The diamonds dataset is built-in dataset in ggplot2 package in R. It contains information on 53,940 round-cut diamonds, providing measurements for 10 different variables.
Let’s see how to load,explore,visualize and summarize this dataset in R.
Load Diamond Dataset
The diamond dataset is a built-in ggplot2 package, first we must to install ggplot2 package
# Install ggplot2 if not already installed
install.packages('ggplot2')
# Load ggplot2
library(ggplot2)
After installing ggplot2 you can load diamond dataset using data() function:
# Load dataset
data(diamonds)
To take look at first six rows of dataset you can use head() function:
# Get first few rows of diamonds dataset
head(diamonds)
The following output shows first 6 rows from dataset.
Output:
carat cut color clarity depth table price x y z
<dbl> <ord> <ord> <ord> <dbl> <dbl> <int> <dbl> <dbl> <dbl>
1 0.23 Ideal E SI2 61.5 55 326 3.95 3.98 2.43
2 0.21 Premium E SI1 59.8 61 326 3.89 3.84 2.31
3 0.23 Good E VS1 56.9 65 327 4.05 4.07 2.31
4 0.29 Premium I VS2 62.4 58 334 4.2 4.23 2.63
5 0.31 Good J SI2 63.3 58 335 4.34 4.35 2.75
6 0.24 Very Good J VVS2 62.8 57 336 3.94 3.96 2.48
Summarize the the Diamond Dataset
You can use summary() function to summarize each variable of dataset:
# Get statistical values of dataset
summary(diamonds)
The below output shows quick summary for each of the numeric variable.
Output:
carat cut color clarity depth table
Min. :0.2000 Fair : 1610 D: 6775 SI1 :13065 Min. :43.00 Min. :43.00
1st Qu.:0.4000 Good : 4906 E: 9797 VS2 :12258 1st Qu.:61.00 1st Qu.:56.00
Median :0.7000 Very Good:12082 F: 9542 SI2 : 9194 Median :61.80 Median :57.00
Mean :0.7979 Premium :13791 G:11292 VS1 : 8171 Mean :61.75 Mean :57.46
3rd Qu.:1.0400 Ideal :21551 H: 8304 VVS2 : 5066 3rd Qu.:62.50 3rd Qu.:59.00
Max. :5.0100 I: 5422 VVS1 : 3655 Max. :79.00 Max. :95.00
J: 2808 (Other): 2531
price x y z
Min. : 326 Min. : 0.000 Min. : 0.000 Min. : 0.000
1st Qu.: 950 1st Qu.: 4.710 1st Qu.: 4.720 1st Qu.: 2.910
Median : 2401 Median : 5.700 Median : 5.710 Median : 3.530
Mean : 3933 Mean : 5.731 Mean : 5.735 Mean : 3.539
3rd Qu.: 5324 3rd Qu.: 6.540 3rd Qu.: 6.540 3rd Qu.: 4.040
Max. :18823 Max. :10.740 Max. :58.900 Max. :31.800
Get Dimension of the Diamond Dataset
To get number of rows and column we use dim() function:
# Get rows and columns
dim(diamonds)
As the output shows total number of rows and columns available in dataset.
Output:
[1] 53940 10
Get Column Names of the Diamond Dataset
We use names() function to get column names of dataset:
# Get column names
names(diamonds)
The below output shows column names of dataset.
Output:
[1] "carat" "cut" "color" "clarity" "depth" "table" "price" "x" "y"
[10] "z"
Visualize the Diamond Dataset
There are different function in R to visualize dataset. Let see these functions one by one.

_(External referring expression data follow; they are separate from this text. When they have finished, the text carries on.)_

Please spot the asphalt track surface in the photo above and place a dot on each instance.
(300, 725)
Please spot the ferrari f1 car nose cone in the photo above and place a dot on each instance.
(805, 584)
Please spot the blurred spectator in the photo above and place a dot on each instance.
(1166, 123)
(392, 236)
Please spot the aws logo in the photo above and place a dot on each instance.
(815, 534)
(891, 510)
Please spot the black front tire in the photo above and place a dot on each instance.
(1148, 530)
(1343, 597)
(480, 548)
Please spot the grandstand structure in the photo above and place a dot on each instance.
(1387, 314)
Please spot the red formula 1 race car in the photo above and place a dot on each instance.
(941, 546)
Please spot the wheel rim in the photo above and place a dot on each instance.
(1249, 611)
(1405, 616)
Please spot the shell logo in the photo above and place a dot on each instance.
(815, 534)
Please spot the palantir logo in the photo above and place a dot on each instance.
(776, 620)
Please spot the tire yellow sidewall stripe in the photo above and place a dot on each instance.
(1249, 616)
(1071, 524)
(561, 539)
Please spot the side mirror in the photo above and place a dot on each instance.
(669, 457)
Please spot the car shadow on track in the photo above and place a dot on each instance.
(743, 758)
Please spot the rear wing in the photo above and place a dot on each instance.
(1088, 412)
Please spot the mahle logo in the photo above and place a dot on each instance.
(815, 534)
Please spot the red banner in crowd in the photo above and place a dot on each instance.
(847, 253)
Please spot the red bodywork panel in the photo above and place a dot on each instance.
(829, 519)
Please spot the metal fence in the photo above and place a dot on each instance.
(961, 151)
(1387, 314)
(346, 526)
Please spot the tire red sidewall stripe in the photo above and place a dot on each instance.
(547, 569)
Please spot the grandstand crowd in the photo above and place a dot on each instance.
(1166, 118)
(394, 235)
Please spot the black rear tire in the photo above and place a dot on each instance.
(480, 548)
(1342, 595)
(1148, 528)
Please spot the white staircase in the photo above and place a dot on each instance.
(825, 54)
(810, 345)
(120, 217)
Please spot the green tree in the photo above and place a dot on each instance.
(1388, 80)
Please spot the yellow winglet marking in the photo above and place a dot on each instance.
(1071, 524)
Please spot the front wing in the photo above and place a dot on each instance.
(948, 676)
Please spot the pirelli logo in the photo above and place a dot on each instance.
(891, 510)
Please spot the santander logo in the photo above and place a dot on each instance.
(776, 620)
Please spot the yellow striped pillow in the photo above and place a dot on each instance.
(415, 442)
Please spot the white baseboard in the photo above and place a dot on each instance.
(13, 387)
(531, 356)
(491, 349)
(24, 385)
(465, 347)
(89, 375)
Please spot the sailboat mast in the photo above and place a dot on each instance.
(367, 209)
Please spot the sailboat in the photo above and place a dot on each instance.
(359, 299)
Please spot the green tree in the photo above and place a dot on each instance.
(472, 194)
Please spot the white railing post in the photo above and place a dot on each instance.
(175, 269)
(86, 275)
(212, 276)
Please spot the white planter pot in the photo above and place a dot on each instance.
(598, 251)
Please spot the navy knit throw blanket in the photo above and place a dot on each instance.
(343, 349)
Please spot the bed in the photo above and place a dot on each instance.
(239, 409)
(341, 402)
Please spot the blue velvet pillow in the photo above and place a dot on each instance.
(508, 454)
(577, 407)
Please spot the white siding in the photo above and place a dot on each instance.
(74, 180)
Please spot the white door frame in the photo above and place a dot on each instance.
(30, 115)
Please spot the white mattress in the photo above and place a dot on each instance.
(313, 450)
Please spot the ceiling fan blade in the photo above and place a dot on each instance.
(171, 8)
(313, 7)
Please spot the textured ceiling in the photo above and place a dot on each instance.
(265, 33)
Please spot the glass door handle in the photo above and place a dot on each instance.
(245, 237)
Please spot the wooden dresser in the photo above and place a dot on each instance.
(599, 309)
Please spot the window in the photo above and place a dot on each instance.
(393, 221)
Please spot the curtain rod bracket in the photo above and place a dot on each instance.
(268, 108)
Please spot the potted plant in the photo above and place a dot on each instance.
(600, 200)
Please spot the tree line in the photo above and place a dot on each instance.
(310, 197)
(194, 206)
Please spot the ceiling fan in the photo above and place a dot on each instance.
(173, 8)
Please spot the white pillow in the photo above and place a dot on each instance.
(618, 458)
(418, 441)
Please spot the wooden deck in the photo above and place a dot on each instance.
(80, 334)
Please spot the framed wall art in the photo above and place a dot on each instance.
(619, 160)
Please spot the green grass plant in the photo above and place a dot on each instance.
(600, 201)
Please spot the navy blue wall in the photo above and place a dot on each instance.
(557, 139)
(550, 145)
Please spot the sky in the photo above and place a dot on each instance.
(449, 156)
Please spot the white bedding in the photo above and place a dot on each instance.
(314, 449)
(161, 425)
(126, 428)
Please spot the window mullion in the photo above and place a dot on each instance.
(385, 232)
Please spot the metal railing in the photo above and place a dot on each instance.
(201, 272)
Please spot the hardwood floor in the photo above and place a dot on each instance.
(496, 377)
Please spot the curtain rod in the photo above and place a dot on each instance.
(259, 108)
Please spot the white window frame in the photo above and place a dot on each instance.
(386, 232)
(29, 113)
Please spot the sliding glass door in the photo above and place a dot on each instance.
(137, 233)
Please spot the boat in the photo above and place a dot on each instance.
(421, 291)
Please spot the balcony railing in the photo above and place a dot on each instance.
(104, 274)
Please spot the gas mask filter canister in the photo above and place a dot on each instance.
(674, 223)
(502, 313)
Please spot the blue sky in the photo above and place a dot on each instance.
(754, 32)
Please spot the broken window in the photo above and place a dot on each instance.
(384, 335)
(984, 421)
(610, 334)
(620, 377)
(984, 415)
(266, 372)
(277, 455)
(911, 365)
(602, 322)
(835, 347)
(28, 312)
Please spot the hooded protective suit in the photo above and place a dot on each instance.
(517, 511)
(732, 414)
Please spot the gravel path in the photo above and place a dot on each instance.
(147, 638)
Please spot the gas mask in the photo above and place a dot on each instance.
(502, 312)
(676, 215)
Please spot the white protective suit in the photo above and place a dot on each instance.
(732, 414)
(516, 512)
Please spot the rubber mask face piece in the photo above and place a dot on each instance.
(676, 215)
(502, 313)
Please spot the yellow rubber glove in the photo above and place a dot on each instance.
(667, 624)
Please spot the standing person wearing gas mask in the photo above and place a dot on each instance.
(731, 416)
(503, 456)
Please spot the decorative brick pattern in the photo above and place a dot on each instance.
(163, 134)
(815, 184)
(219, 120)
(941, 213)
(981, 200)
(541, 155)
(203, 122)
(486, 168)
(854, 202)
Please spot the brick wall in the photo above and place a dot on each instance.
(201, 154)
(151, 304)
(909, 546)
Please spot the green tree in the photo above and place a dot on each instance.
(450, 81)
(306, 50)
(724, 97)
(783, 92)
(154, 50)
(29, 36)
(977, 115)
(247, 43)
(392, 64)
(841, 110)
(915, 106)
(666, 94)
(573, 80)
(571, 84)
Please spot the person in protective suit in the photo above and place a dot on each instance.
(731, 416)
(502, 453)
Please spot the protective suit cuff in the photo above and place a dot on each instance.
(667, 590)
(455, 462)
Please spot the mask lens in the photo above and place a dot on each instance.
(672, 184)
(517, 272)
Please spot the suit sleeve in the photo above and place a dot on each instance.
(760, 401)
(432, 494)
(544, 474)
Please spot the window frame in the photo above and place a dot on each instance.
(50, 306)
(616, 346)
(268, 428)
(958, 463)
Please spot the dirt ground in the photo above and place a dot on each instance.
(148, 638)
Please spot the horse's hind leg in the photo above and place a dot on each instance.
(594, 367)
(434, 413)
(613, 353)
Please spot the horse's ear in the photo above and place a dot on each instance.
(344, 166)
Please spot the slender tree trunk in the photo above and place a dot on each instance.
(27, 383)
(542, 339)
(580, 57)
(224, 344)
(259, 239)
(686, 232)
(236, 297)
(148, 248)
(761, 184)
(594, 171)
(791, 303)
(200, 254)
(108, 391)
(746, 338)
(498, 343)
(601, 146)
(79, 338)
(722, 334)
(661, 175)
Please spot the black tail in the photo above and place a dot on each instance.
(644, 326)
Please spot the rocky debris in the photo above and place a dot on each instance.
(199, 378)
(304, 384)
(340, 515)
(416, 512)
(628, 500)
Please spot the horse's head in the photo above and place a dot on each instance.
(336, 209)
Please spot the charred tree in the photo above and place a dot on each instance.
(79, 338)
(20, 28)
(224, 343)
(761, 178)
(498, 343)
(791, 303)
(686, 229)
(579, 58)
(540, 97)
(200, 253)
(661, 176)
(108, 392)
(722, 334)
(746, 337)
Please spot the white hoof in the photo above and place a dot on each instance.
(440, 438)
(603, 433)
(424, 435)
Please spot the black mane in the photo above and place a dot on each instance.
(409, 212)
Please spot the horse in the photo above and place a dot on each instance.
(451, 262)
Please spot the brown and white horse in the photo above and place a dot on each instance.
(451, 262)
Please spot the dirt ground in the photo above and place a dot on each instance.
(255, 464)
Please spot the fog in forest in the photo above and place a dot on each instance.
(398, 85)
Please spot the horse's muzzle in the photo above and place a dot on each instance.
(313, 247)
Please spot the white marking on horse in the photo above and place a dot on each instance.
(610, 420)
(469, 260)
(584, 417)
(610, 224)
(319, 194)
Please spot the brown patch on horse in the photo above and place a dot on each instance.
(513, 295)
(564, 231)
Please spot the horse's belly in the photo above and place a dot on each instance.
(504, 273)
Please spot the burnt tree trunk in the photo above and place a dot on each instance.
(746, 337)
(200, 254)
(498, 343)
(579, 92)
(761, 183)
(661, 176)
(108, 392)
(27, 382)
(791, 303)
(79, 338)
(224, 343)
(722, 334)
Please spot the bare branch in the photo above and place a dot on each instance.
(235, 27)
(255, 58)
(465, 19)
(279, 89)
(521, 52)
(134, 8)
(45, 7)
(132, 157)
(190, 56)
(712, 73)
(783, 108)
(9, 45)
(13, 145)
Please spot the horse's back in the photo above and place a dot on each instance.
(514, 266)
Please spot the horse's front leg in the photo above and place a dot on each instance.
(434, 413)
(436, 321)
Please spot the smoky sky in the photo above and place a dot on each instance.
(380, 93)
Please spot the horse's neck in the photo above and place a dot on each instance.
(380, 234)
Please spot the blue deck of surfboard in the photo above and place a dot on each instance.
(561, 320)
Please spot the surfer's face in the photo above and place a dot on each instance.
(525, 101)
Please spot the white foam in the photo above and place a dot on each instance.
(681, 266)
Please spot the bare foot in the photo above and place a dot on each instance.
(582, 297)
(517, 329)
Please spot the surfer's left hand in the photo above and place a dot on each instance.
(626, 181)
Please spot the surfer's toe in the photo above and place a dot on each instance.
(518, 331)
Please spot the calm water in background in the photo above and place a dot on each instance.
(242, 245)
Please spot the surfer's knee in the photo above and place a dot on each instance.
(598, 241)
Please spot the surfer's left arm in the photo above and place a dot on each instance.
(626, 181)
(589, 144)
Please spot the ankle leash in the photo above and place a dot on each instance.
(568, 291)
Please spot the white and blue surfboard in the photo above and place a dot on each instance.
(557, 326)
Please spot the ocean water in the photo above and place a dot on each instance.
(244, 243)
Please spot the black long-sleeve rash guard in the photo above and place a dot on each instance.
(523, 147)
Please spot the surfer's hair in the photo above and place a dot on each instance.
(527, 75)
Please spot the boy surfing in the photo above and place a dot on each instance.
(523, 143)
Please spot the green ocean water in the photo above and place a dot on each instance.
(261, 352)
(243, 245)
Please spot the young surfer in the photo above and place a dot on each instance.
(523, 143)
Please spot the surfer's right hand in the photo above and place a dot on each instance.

To create histogram of values for specific variables we use geom_histogram() function:
# Create histogram of values for price
ggplot(data=diamonds, aes(x=price)) +
geom_histogram(fill="steelblue", color="black") +
ggtitle("Histogram of Price Values")
The below snippet shows histogram for price column of dataset.
Output:
To plot scattter chart we use geom_point() function:
# Create scatterplot of carat vs. price, using cut as color variable
ggplot(data=diamonds, aes(x=carat, y=price, color=cut)) +
geom_point()
The following snippet shows scatter chart for carat vs price column of dataset.
Output:
To plot the boxplot you can use geom_boxplot() function:
# Create boxplot of price, grouped by cut
ggplot(data=diamonds, aes(x=cut, y=price)) +
geom_boxplot(fill="steelblue")
As below output shows boxplot of price column which grouped by cut column.
Output:
These are some function which used to visualize dataset.